Well, since you’re being an asshole I’ll respond in kind and point out that your post seems to have been written by a twelve year old or someone with a very limited knowledge of the English language.

So as far as the cult thing goes, when Jobs had “merely” presided over the creation of the Apple II and the Macintosh, you could say that he’d just gotten lucky, or that he was a basically talented guy who was in the right place at the right time. And when he then came in to an ailing Apple, turned it around quickly, introduced the massively popular iMac and iBook, managed a transition to a new modern OS (which his predecessor had failed to do despite repeated attempts) and managed a butter-smooth processor-architecture transition, leaving the Mac platform on a sound technical footing and with growing marketshare, you had to admit that he was also at least a Gerstner-level turnaround CEO. (Especially considering that along the way he shepherded Pixar from an effects house into the leading animation studio in the world, which by itself would be enough to give most CEOs a solid reputation.)

But so then he goes and revolutionizes the music industry with the iPod and the iTunes Store, yet another world-changing device. Then, as one more thing, he tosses out the iPhone (and ultimately the iPad), arguably his most significant creation yet, and yet another device that changed the world.

There’s no cult about it, the guy’s an absolute certified genius. I don’t think there’s any single person in the tech world who’s presided over the sheer amount of innovation, nor performed such conspicuous feats of executive leadership, as Jobs. You can take out half his accomplishments and he’s still right up there at the top of the pile.

If you’d put Tim Cook in charge of Apple in 2003, they’d still be selling very nice Macs and doing well in that market; they’d still be selling iPods and doing well in that market. But do you really believe that they’d have introduced an iPhone that was like what they introduced? I don’t. They’ve got lots of talented people at Apple, no question about it, but Steve Jobs has created amazingly, astonishingly innovative things many times over three decades, working with different people, and it’s not cultish at all to notice that the common denominator there has always been Jobs.

The announcement was made after close. It’s gone as low as $350 in after hours trading.

Tim Cook can be as much of an asshole as Jobs was. He’s the one who got ripped at someone for not getting on a plane to China immediately when he said, “we’re having a problem over there.”

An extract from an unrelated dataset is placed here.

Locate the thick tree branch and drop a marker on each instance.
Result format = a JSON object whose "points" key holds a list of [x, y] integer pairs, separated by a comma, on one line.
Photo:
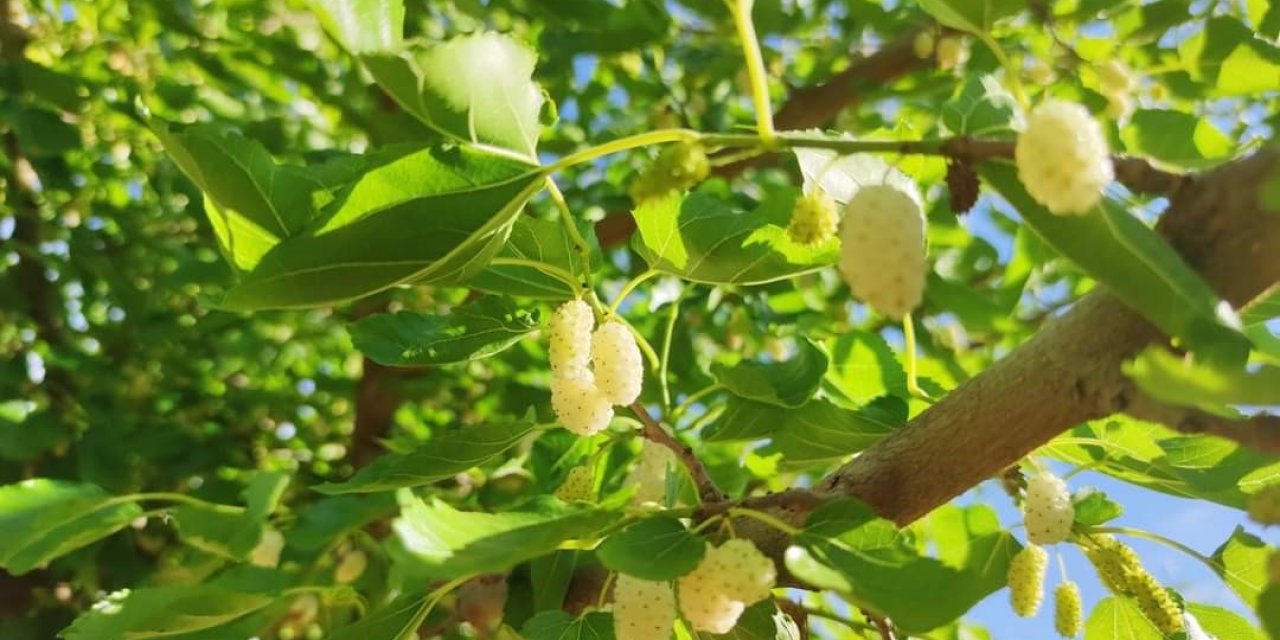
{"points": [[1260, 432], [654, 433]]}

Very effective CEO, yes. “Presided over sheer amount of innovation”, no, unless you mean “business process and manufacturing pipeline innovation.” All the early stuff came from Xerox, and all the late stuff was coming into to established markets, noticing there was an underserved market for the high-end of non-geeks, and exploiting the hell out of that. They’ve been incredibly, incredibly good at that, but they’re no IBM.

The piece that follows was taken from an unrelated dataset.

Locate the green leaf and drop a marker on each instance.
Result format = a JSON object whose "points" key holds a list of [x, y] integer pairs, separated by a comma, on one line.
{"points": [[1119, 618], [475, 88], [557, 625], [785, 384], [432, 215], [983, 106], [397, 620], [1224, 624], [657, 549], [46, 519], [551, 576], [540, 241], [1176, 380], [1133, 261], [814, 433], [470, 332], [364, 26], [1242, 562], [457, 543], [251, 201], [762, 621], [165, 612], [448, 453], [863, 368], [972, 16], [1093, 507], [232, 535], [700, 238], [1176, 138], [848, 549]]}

The music industry stuff was just transitioning what people already doing into a legitimate business with a sexy device to go along with it.

Yeah, that’s all. Nothing major.

Sheesh…

You ninja edited the SHIT out of what you originally posted. Reached a bit too far there I guess.

The idea that he personally revolutionized the music industry is a bit of reach. He successfully capitalized on a technological transition that was already happening and would have continued with or without Apple.

His biggest accomplishment [with regard to the music industry] is probably wrangling the big labels to participate in Itunes.

Yeah.

His thoughts on music from 2007 weren’t anything major.

Lol, 2007? I was downloading MP3s in 1996-97.

Edit: You’re talking about the DRM stuff, fine, but again, that’s more about working with existing labels. The labels would have had to react eventually to the technology, with or without Jobs.